Storm: a fast transactional dataplane for remote data structures

  • Stanko Novakovic ,
  • Yizhou Shan ,
  • Aasheesh Kolli ,
  • Michael Cui ,
  • Yiying Zhang ,
  • Haggai Eran ,
  • Boris Pismenny ,
  • Liran Liss ,
  • Michael Wei ,
  • Dan Tsafrir ,
  • Marcos Aguilera

12th ACM International Systems and Storage Conference (SYSTOR) |

Organized by ACM, USENIX

RDMA technology enables a host to access the memory of a remote host without involving the remote CPU, improving the performance of distributed in-memory storage systems. Previous studies argued that RDMA suffers from scalability issues, because the NIC’s limited resources are unable to simultaneously cache the state of all the concurrent network streams. These concerns led to various software-based proposals to reduce the size of this state by trading off performance.

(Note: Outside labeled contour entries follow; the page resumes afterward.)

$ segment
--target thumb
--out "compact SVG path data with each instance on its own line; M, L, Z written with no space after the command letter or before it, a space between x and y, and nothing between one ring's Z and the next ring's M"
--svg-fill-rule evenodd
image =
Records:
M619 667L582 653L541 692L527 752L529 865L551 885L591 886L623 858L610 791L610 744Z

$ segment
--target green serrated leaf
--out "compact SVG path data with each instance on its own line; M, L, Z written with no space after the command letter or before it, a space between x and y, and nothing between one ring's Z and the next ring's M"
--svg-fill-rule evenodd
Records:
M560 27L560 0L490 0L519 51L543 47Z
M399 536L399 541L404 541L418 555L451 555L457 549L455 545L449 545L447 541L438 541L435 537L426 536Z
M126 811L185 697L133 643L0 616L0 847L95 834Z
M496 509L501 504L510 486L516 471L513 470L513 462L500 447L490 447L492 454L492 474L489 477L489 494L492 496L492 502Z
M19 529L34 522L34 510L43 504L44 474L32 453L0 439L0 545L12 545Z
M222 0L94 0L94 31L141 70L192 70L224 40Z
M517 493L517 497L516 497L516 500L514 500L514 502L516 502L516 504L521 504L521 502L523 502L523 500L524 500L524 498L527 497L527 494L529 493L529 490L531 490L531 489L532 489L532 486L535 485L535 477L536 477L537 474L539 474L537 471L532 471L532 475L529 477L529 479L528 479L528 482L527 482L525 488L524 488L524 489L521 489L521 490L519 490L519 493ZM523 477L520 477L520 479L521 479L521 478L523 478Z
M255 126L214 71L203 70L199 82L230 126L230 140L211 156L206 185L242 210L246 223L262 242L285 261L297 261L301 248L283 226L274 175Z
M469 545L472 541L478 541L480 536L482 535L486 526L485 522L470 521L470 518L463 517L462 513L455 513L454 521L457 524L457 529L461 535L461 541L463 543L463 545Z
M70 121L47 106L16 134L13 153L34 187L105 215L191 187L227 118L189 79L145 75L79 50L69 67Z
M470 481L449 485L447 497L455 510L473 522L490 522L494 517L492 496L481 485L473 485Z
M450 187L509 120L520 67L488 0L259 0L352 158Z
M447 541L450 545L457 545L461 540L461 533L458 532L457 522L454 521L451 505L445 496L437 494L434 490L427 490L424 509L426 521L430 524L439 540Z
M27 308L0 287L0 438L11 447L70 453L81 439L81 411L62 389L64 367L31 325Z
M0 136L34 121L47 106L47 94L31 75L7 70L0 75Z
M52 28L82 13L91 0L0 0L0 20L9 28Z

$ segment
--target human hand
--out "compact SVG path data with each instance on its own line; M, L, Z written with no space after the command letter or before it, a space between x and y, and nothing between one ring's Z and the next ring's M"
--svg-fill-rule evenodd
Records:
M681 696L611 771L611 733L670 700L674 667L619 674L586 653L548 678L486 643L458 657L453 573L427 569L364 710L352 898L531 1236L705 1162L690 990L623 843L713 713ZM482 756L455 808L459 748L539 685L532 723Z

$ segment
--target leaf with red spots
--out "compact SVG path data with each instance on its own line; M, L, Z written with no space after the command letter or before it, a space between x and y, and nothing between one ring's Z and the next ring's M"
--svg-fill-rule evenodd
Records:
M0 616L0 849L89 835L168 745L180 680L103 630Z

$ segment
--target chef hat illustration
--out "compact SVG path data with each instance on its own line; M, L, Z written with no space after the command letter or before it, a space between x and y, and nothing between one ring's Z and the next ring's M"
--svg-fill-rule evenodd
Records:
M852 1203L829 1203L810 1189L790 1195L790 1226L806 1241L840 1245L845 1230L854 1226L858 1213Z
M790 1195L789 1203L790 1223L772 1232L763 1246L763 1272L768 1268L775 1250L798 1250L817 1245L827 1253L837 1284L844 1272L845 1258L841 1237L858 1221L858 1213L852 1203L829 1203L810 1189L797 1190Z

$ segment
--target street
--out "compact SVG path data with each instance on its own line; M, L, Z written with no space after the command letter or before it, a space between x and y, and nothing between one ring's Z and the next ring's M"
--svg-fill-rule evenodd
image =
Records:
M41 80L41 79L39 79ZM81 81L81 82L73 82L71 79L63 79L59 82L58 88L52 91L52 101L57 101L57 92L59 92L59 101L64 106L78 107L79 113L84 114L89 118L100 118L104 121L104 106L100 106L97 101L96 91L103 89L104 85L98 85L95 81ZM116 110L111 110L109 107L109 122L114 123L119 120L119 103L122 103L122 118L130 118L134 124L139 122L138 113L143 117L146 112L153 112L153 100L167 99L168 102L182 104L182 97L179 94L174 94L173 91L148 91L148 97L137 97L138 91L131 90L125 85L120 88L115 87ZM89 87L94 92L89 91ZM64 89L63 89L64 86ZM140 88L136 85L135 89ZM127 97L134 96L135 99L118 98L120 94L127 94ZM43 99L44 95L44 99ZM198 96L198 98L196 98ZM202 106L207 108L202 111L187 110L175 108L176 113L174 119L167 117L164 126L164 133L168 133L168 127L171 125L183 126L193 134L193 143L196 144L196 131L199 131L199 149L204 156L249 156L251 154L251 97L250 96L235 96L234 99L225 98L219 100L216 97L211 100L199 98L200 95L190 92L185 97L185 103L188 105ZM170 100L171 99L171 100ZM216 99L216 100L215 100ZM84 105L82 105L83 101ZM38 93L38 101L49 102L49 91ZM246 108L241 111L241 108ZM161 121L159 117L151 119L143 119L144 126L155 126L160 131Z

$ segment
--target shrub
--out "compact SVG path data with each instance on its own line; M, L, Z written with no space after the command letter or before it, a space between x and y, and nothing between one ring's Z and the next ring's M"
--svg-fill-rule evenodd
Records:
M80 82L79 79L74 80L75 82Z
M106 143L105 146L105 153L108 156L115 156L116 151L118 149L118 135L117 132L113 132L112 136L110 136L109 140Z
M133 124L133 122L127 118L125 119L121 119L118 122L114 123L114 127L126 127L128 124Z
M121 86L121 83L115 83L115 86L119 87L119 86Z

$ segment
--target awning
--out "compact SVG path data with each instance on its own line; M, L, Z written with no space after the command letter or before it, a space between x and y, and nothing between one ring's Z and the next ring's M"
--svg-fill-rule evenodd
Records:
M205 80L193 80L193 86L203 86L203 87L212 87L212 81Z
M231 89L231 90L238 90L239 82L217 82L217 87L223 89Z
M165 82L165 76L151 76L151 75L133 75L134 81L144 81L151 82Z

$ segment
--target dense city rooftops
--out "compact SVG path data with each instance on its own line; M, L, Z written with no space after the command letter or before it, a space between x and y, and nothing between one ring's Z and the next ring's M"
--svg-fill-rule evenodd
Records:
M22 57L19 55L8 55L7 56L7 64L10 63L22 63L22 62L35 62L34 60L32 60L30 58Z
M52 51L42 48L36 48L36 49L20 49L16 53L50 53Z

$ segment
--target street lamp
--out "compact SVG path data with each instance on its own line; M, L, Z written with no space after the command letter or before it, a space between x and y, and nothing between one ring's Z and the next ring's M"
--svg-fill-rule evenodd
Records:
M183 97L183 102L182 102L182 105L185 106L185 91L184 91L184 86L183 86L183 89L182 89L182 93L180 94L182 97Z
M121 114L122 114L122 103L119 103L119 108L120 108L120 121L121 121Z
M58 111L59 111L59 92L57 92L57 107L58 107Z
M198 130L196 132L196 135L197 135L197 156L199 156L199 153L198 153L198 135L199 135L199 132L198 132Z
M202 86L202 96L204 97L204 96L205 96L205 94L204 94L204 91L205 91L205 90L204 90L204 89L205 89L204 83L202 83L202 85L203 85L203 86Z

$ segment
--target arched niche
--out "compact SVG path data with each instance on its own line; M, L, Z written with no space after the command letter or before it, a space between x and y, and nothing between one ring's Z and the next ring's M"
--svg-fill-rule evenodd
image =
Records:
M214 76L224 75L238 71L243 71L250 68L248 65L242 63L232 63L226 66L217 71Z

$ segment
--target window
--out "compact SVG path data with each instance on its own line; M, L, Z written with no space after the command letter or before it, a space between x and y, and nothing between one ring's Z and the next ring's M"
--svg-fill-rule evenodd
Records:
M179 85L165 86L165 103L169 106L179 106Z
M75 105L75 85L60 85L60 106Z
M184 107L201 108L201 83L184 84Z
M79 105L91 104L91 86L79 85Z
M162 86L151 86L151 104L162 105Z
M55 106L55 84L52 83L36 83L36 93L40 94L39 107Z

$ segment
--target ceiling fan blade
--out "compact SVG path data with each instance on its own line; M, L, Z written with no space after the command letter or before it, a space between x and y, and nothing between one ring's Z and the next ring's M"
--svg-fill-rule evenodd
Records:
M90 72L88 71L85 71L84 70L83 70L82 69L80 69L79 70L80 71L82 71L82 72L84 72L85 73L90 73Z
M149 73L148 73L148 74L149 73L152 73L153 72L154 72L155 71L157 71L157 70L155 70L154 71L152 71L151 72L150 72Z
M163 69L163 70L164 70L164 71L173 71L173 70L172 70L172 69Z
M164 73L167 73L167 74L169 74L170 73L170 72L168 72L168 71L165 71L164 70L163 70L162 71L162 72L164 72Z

We revisit these proposals and show that they no longer apply when using newer RDMA NICs in rack-scale environments. In particular, we find that one-sided remote memory primitives lead to better performance as compared to the previously proposed unreliable datagram and kernel-based stacks. Based on this observation, we design and implement Storm, a transactional dataplane utilizing one-sided read and write-based RPC primitives. We show that Storm outperforms eRPC, FaRM, and LITE by 3.3x, 3.6x, and 17.1x, respectively, on an InfiniBand cluster with Mellanox ConnectX-4 NICs.